L6 - Preprocessing ( Cleaning, Transformation, Visualisation ) Flashcards
What are the 3 issues that require data cleaning…?
Missing Values
Outlier
Errors
What are missing values in the context of data preprocessing?
Data that we expect to have but is missing.
This can be due to human error, bugs etc…
What are the 3 types of missing values? Define each…
MCAR - A value that is missing by change. The model can often account for this.
MAR - Certain data values are more likely to be missing. The reason for the missing data is related to the observed data, but not the actual observed data. For example, high wind speed breaks an air quality sensor.
MNAR - We know which values will have missing data, and the reason for the missing value is related to the actual missing data. E.g air quality sensor can’t measure b/c air is too poor quality.
When solving missing values, what are the 2 principles we need to keep in mind?
- Prioritise data information preservation
- Minimise bias introduction
What are the 4 solutions to missing values?
- Keep as is
- Remove rows
- Remove columns
- Impute values
When should we use each of the missing value solutions?
Keep as is - When sharing data so a collective decision can be made regarding what to do.
Remove rows - Use as a last resort when dealing with MCAR. Don’t use with MAR or MNAR due to bias introduction.
Remove columns - If miss rate of column is +25%, column can be removed.
Impute values - Replace the values with a calculated value e.g mean of the column.
What are the 3 methods for imputed values?
Average (mean, mode, median)
Regression - Use regression to predict missing values.
Interpolation
What is the purpose of imputing values?
To use predicted values that minimise the introduction of bias.
In data cleaning, what are outliers? How are they detected?
Anomalies in the dataset
Detected by setting quartiles. This establishes a central tendency of the data, and data outside of this area is considered an outlier and ignored.
What are the 4 possible responses to outliers? When should each be used?
Do nothing - Use when model is robust against outliers.
Replace outliers with upper or lower cap - Use when all data objects are needed.
Log transformation - Use when data is skewed such that there is an abnormally large deviation between size of objects.
Remove data objects with outliers - Worst option due to loss of information. Done if other methods aren’t possible.
What are the 2 types of errors in Data Cleaning?
Random Errors - Due to inconsistency in data.
Systematic Errors - Repeatable errors that can be tracked to a source.
What is the purpose of Data Transformation?
Ensure thats data is compatible for input into model. Must have the correct Encoding and Data Ranges.
What are the 3 methods to bring data ranges to the same scale?

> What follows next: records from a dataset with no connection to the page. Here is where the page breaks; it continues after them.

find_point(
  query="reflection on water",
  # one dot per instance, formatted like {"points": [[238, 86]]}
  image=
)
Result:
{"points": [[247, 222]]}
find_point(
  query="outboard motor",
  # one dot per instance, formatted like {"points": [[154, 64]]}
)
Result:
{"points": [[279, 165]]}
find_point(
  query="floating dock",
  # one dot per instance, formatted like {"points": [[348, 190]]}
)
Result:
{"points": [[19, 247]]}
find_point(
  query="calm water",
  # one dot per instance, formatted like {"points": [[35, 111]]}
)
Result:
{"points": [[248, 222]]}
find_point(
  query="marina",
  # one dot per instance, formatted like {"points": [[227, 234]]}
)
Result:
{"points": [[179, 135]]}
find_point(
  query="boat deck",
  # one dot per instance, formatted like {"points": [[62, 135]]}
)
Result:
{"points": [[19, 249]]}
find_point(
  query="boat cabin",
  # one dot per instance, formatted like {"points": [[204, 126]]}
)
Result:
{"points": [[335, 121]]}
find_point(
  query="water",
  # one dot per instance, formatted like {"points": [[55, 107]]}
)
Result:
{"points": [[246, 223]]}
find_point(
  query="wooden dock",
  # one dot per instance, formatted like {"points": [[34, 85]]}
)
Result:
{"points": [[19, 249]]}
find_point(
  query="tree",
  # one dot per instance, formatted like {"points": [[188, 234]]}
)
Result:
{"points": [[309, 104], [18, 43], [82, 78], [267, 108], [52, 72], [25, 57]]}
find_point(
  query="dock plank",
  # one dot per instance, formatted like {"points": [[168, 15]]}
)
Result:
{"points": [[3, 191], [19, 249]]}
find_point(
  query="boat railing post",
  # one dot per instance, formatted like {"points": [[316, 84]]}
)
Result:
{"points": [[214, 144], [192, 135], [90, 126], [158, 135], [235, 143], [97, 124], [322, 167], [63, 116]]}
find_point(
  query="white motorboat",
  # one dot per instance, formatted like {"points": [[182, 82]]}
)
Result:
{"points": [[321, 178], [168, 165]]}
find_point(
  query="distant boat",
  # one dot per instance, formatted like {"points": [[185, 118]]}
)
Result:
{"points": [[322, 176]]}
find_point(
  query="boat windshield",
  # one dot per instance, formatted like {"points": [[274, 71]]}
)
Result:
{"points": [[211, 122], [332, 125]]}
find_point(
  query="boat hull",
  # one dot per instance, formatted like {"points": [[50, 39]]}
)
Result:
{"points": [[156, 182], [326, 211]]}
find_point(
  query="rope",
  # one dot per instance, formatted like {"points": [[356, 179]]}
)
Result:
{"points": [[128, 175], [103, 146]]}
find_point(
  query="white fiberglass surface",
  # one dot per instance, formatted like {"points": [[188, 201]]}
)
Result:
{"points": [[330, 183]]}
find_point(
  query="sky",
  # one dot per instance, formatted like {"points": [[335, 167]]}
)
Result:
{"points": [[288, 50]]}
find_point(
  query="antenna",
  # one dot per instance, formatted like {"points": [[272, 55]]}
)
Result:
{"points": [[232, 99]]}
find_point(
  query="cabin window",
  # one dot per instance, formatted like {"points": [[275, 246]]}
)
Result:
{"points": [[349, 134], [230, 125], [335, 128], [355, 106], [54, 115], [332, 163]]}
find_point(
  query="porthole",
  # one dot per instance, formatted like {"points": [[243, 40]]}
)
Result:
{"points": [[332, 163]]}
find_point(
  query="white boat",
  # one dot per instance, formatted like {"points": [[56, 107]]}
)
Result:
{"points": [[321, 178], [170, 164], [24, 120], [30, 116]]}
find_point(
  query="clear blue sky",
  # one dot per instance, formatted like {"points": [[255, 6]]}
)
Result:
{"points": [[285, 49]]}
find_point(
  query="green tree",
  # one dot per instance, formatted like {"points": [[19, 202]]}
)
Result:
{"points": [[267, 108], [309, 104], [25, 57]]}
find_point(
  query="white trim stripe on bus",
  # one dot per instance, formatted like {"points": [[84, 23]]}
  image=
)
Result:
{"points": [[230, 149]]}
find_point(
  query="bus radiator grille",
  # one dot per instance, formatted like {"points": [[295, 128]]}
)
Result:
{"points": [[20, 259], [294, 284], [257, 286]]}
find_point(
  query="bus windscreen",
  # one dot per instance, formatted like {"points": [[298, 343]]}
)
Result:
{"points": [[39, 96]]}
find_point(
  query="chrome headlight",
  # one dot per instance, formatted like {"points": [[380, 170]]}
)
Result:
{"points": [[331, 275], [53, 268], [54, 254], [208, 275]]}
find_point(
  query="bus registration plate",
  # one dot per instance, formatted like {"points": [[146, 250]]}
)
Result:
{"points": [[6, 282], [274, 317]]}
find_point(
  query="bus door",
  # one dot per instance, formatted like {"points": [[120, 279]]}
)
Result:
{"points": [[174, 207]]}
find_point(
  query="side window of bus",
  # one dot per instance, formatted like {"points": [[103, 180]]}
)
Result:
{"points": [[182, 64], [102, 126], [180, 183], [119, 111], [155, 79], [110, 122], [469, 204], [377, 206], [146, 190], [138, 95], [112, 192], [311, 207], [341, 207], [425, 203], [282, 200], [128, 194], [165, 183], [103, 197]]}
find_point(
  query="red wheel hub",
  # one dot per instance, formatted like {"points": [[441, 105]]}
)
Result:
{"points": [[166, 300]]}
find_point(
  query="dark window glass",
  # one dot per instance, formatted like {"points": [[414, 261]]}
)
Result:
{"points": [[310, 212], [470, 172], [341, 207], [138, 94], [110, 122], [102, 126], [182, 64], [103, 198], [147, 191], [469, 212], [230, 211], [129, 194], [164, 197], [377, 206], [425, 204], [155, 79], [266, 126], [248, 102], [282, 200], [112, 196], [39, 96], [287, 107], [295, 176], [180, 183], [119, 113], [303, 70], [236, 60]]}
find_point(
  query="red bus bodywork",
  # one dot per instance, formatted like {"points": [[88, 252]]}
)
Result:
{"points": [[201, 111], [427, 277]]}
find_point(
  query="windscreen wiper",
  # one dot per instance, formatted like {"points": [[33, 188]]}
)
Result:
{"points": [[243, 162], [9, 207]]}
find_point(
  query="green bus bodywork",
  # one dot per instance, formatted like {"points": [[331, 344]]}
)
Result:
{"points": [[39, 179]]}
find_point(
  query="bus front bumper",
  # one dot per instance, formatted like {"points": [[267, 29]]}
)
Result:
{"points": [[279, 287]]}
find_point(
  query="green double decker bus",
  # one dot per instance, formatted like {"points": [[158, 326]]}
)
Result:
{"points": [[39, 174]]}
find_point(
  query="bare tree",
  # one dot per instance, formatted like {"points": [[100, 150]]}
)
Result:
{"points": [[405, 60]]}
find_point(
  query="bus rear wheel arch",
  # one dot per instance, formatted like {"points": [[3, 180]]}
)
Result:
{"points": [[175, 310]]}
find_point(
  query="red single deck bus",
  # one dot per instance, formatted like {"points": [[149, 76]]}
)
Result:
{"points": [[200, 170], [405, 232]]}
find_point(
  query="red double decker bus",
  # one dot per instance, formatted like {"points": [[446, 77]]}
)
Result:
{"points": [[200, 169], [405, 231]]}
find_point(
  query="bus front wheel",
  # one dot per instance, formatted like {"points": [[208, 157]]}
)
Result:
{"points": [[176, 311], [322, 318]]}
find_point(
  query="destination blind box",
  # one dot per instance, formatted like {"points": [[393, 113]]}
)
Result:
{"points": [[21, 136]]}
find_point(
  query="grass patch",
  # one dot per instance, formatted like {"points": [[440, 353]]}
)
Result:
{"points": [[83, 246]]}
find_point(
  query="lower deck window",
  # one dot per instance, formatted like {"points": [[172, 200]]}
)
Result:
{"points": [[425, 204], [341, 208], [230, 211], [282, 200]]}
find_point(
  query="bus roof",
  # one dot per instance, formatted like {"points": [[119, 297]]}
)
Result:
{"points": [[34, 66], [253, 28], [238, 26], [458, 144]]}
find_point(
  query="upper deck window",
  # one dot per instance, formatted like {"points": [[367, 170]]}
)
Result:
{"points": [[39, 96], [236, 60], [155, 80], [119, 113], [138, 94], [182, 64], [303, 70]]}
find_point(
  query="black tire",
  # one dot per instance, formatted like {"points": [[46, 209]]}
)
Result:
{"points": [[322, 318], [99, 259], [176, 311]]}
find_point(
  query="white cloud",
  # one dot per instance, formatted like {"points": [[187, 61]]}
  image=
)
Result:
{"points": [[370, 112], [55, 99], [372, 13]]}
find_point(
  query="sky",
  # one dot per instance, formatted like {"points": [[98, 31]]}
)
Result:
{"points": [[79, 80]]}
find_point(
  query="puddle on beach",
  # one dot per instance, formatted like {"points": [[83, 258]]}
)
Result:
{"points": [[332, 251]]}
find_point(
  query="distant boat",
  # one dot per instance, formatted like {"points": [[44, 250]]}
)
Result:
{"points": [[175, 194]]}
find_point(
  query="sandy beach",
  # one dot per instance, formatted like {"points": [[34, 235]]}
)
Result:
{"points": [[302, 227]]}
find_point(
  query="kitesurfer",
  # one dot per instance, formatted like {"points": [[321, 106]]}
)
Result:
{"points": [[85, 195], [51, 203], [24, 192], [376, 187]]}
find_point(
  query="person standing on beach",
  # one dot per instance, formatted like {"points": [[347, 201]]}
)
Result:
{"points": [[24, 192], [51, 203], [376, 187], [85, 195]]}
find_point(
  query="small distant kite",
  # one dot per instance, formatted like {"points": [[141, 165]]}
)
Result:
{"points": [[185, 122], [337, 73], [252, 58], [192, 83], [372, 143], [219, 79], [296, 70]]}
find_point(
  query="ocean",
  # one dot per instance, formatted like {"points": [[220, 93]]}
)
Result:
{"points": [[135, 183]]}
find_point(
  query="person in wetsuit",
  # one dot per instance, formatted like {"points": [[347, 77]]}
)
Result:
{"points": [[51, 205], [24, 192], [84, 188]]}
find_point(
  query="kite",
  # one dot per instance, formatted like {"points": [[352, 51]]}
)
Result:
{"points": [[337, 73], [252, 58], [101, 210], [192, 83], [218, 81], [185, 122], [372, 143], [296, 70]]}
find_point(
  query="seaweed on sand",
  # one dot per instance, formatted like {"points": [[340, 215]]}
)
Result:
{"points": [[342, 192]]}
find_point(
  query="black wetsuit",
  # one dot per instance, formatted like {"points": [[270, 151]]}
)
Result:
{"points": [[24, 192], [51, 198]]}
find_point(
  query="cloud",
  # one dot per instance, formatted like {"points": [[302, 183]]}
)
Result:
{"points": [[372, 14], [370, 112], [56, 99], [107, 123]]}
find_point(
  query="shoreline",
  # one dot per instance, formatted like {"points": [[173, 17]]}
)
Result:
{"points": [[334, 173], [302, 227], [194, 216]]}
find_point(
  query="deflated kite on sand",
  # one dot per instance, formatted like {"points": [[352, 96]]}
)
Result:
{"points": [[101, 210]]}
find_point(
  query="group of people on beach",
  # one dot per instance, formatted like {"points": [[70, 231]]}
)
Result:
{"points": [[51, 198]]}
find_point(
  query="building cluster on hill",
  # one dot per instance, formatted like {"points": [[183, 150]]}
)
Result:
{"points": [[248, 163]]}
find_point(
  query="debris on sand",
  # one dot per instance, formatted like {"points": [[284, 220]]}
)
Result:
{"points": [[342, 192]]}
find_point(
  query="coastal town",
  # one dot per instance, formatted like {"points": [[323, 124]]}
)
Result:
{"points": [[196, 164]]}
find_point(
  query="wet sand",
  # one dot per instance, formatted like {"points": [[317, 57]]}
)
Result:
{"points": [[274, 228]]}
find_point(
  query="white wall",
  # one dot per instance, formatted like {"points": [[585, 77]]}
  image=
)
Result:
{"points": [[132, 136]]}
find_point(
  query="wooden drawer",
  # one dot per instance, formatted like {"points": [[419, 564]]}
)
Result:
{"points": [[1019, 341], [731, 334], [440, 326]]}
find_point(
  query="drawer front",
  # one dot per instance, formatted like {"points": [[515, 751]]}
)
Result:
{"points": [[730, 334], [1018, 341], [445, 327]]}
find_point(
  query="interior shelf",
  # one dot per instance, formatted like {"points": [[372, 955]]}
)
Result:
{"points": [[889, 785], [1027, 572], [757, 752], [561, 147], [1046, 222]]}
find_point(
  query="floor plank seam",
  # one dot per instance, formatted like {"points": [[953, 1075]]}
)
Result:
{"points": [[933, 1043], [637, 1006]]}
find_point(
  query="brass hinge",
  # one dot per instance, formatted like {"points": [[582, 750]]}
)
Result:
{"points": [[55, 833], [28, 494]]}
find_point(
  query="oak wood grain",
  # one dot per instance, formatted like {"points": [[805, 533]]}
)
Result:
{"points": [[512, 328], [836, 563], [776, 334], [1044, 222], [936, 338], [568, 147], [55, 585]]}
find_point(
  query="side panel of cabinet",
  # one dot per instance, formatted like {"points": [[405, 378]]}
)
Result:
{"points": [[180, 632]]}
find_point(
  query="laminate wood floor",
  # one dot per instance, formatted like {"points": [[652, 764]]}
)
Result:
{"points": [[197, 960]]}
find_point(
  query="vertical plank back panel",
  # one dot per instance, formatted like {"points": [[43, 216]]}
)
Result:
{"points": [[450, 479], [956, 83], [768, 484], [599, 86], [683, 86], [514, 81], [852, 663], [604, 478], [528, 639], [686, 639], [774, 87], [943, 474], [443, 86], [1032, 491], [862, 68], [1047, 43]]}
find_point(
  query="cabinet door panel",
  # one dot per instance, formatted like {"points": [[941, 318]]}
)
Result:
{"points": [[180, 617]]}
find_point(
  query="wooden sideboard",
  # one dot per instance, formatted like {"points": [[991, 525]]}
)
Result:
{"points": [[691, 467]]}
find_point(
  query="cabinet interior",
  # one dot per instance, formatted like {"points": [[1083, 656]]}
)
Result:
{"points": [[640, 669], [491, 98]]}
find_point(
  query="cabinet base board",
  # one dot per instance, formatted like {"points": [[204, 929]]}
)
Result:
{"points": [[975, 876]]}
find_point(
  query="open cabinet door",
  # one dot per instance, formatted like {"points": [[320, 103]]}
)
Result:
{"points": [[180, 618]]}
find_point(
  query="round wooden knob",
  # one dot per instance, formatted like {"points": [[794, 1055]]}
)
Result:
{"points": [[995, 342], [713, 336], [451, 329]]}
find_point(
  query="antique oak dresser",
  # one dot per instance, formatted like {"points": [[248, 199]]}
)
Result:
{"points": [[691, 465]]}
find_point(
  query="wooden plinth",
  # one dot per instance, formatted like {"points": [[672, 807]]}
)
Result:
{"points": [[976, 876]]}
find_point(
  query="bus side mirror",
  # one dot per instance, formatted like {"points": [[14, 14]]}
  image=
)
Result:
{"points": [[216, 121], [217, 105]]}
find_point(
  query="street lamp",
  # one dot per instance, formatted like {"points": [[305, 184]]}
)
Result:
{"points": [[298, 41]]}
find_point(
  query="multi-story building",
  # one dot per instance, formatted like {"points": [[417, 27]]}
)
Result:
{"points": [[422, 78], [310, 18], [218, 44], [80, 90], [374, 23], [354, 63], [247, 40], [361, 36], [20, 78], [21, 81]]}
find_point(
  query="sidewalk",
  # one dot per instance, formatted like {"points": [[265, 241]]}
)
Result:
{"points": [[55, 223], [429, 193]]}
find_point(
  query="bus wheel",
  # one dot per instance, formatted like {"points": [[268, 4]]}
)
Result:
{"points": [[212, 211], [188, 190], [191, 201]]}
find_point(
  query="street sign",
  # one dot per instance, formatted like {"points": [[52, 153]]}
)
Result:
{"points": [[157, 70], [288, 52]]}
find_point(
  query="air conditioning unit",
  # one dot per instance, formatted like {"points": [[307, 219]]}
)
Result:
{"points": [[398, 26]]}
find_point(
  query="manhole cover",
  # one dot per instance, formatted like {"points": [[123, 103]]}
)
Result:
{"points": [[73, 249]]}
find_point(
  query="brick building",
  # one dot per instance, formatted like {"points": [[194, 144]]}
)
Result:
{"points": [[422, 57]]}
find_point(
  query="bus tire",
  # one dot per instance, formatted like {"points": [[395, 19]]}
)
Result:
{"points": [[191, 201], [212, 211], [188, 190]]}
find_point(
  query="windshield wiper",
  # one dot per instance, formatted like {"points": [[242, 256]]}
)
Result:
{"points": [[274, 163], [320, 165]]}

Standardisation - Rescale data to have a mean of 0 and a std. deviation of 1. For each feature, subtract the mean and divide by the std. deviation.
Normalisation - Rescale data to be between a range, usually 0 and 1. For each feature, subtract the mean and divide by the range.
Log - Addresses skewed data from extreme values. Simply apply log function to data. Useful when we want to keep ratio of data whilst scaling it down.
Why and how do we perform Data Encoding?
To transform data to numerical form. Used for categorical data.
Transform categories into binary columns. Give each category a rank. Construct an attribute column from the rank column.
What is Smoothing? When is it used?
Eliminates noise and fluctuations in data by using the average of neighbours to plot the point.
Used in Time-series